Your ToBig() function is returning the original data rather than the bit-swapped data, it seems.
Your method may be correct at this point. There are different meanings of endianness, and it depends on the hardware.
Typically, it's used for converting between computing platforms. Most CPU vendors (now) use the same bit ordering, but different byte ordering, for different chipsets. This means, that, if you are passing a 2-byte int from one system to another, you leave the bits alone, but swap bytes 1 and 2, ie:
int somenumber -> byte[2]: somenumber[high],somenumber[low] ->
byte[2]: somenumber[low],somenumber[high] -> int newNumber
However, this isn't always true. Some hardware still uses inverted BIT ordering, so what you have may be correct. You'll need to either trust your hardware dev. or look into it further.
I recommend reading up on this on Wikipedia - always a great source of info:
http://en.wikipedia.org/wiki/Endianness
Your ToBig method has a bug.
At the end:
invertedBits.CopyTo(data, i);
}
return data;
You need to change that to:
byte[] newData = new byte[data.Length];
invertedBits.CopyTo(newData, i);
}
return newData;
You're resetting your input data, so you're receiving both arrays inverted. The problem is that arrays are reference types, so you can modify the original data.
As greyfade already said, endianness is not about bit ordering.
The reason that your code doesn't do what you expect, is that the ToBig method changes the array that you send to it.

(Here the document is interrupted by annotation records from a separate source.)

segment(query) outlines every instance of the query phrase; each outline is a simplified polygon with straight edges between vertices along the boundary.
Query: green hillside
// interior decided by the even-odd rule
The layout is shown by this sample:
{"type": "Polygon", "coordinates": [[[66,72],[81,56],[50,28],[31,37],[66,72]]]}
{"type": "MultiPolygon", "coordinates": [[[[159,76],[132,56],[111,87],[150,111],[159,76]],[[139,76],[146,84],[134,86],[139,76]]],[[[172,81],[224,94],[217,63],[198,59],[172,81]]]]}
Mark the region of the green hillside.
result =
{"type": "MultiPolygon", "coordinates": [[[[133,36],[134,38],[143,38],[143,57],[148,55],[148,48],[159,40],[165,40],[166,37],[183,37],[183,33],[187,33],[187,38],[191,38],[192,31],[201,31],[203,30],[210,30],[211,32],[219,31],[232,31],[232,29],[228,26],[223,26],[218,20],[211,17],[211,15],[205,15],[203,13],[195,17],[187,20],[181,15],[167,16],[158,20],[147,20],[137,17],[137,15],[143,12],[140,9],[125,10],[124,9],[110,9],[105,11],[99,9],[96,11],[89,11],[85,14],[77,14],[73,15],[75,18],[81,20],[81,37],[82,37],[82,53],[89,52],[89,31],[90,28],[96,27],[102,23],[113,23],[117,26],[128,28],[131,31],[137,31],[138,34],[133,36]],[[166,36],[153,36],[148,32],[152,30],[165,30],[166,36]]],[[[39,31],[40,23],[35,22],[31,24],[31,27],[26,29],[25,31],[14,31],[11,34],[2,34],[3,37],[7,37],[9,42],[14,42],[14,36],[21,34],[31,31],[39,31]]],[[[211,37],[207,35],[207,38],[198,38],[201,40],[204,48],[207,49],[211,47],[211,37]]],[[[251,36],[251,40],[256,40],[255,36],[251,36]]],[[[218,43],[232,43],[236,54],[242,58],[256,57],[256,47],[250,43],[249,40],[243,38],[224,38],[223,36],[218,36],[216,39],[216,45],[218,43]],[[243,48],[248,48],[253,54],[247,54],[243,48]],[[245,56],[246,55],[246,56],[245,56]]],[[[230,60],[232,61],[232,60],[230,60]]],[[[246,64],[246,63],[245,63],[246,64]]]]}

That means that after calling the method the array is inverted, and data and inverted are just two references pointing to the same array.
Here's a corrected version of the method.

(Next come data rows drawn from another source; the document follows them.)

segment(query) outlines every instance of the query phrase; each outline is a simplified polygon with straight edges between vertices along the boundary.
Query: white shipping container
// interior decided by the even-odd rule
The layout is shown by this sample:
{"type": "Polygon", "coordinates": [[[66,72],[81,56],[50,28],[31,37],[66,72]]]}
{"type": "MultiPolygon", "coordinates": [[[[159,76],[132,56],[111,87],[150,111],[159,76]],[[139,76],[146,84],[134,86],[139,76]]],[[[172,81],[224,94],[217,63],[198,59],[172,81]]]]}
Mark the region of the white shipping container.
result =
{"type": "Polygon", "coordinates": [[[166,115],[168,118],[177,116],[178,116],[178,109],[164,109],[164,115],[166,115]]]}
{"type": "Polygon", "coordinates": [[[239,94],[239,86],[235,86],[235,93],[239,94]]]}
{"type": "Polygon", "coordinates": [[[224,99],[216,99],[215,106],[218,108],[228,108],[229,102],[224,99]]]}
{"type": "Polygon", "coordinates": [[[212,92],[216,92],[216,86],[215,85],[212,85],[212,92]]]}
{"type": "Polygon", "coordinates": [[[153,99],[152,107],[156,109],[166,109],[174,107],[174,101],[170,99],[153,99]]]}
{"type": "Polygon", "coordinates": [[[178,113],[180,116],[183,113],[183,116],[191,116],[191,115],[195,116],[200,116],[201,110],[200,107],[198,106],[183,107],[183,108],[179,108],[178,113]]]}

private static byte[] ToBig(byte[] data) {
byte[] result = new byte[data.length];
for (int i = 0; i < data.Length; i++) {
var bits = new BitArray(new byte[] { data[i] });
var invertedBits = new BitArray(bits.Count);
int x = 0;
for (int p = bits.Count - 1; p >= 0; p--) {
invertedBits[x] = bits[p];
x++;
}
invertedBits.CopyTo(result, i);
}
return result;
}
Edit:
Here's a method that changes endianness for a byte array:
static byte[] ConvertEndianness(byte[] data, int wordSize) {
if (data.Length % wordSize != 0) throw new ArgumentException("The data length does not divide into an even number of words.");
byte[] result = new byte[data.Length];
int offset = wordSize - 1;
for (int i = 0; i < data.Length; i++) {
result[i + offset] = data[i];
offset -= 2;
if (offset < -wordSize) {
offset += wordSize * 2;
}
}
return result;
}
Example:
byte[] data = { 1,2,3,4,5,6 };
byte[] inverted = ConvertEndianness(data, 2);
Console.WriteLine(BitConverter.ToString(inverted));
Output:
02-01-04-03-06-05
The second parameter is the word size. As endianness is the ordering of bytes in a word, you have to specify how large the words are.
Edit 2:
Here is a more efficient method for reversing the bits:
static byte[] ReverseBits(byte[] data) {
byte[] result = new byte[data.Length];
for (int i = 0; i < data.Length; i++) {
int b = data[i];
int r = 0;
for (int j = 0; j < 8; j++) {
r <<= 1;
r |= b & 1;
b >>= 1;
}
result[i] = (byte)r;
}
return result;
}
One big problem I see is ToBig changes the contents of the data[] array that is passed to it.
You're calling ToBig on an array named data, then assigning the result to inverted, but since you didn't create a new array inside ToBig, you modified both arrays, then you proceed to treat the arrays data and inverted as different when in reality they are not.